Die kleine Liesel (Die klää' Liesel)

aus: E  klä(n) Andenke

in Mundart zu lesen

 

"Komm, Herr Jesus, sei unser Gast,

und segne, was du uns bescheret hast."

 

Die Mutter betet es – und tapfer und frisch

setzen die Kinder sich an den Tisch.

Es gibt Grießklöße und Zwetschgen, wie schmeckt es doch so gut,

wenn das Mutterchen noch für uns kochen tut.

Sie essen drauf los und sie hauen so hinein,

als könnte es ja gar nicht anders sein.

 

Auf einmal da schellt es, und die Liesel, das liebe Kind

läuft hurtig hinaus und meldet dann geschwind

und ruft so wichtig und ruft so froh:

"oh, Mutter, ich glaub´, der Herr Jesus ist da;" –

und gucke, schon führt sie so sorglich und fein,

an der Hand einen alten Wanderer herein.

Schlohweiß ist sein Haar, so müde sieht er aus,

der Hunger guckt ihm zu den Augen heraus,

gebückt der Rücken, dass Gott erbarm,

so zitterig die Hände, und so schwach und so arm.

 

"Gott grüß euch", so sagt er, will nicht von der Schwell´;

die Liesel, die führt ihn zum Mutterchen schnell

und nimmt ihm den Stock ab, und hebt den Hut,

wie tut das dem alten Mann doch so gut!

Geschwind holt sie einen Teller, einen Löffel dazu

und schöpft ihrem Gast aus, das geht wie im Nu!

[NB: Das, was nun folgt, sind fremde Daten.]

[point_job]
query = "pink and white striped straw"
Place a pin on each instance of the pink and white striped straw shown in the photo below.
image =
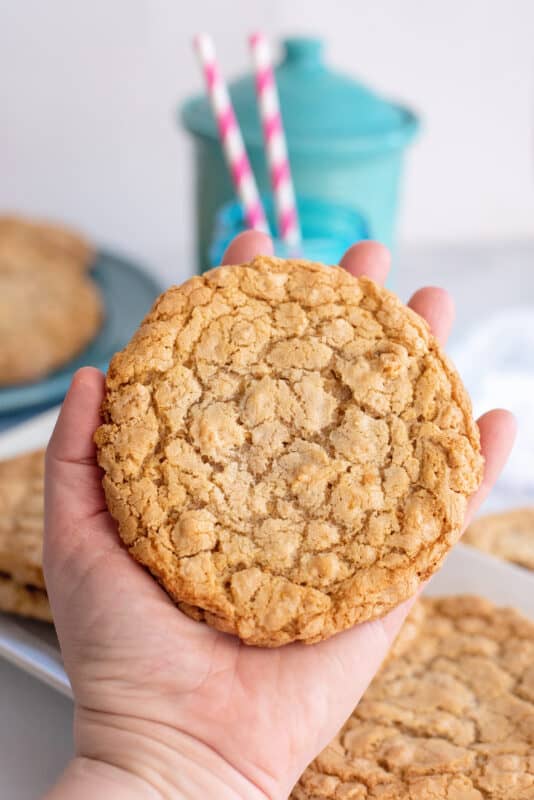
(230, 134)
(275, 143)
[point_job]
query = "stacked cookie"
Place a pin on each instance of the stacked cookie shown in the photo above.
(49, 307)
(450, 716)
(22, 587)
(508, 535)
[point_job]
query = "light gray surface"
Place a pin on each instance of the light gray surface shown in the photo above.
(35, 721)
(35, 734)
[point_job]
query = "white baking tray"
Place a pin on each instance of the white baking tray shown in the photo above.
(33, 647)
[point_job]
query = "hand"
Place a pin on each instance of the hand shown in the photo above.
(167, 707)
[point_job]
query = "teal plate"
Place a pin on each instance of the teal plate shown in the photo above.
(127, 293)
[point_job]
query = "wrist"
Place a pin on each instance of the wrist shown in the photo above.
(132, 759)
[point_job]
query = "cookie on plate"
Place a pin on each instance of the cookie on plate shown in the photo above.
(35, 244)
(287, 449)
(508, 535)
(450, 716)
(47, 316)
(22, 586)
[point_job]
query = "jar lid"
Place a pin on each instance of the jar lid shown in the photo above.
(321, 109)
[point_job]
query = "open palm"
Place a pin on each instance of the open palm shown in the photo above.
(130, 654)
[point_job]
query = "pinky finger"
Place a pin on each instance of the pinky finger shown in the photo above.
(497, 435)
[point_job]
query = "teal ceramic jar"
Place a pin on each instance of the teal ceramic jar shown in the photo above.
(328, 229)
(345, 143)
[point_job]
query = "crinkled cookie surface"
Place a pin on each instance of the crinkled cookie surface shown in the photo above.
(287, 449)
(450, 716)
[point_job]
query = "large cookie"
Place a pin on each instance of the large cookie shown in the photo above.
(287, 449)
(508, 535)
(450, 716)
(49, 308)
(22, 586)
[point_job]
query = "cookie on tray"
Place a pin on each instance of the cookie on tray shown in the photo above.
(287, 449)
(35, 244)
(450, 715)
(47, 316)
(508, 535)
(22, 586)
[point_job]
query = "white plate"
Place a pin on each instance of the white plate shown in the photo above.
(33, 647)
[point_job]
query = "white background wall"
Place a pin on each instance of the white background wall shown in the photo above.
(88, 92)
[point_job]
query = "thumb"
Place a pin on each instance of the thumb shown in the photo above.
(73, 481)
(84, 563)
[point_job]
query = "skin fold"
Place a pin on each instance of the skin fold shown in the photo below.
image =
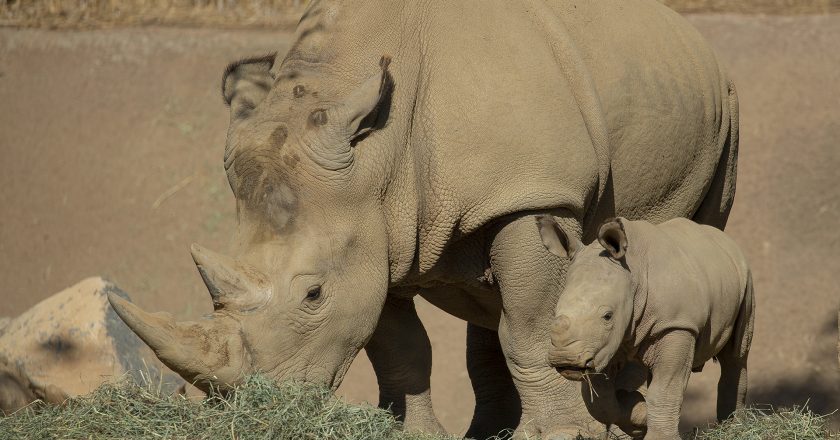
(404, 148)
(668, 297)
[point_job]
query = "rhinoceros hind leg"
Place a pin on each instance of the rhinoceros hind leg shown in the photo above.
(497, 405)
(401, 355)
(732, 386)
(530, 280)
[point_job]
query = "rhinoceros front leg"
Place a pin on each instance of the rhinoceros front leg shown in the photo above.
(401, 355)
(530, 280)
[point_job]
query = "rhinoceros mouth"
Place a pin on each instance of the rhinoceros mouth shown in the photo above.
(573, 372)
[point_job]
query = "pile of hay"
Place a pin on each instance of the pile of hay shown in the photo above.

Er legt ihr die Hand auf ihr lockiges Haar,

guckt ihr in die Äuglein, so sonnig, so klar,

und sagt, wie eine Träne vom Auge ihm rinnt:

"Gott segne dich vielmals, du liebliches Kind."

Noch nie hat der Liesel so gut es geschmeckt,

als wie es dem Herrn Jesus den Tisch hat gedeckt.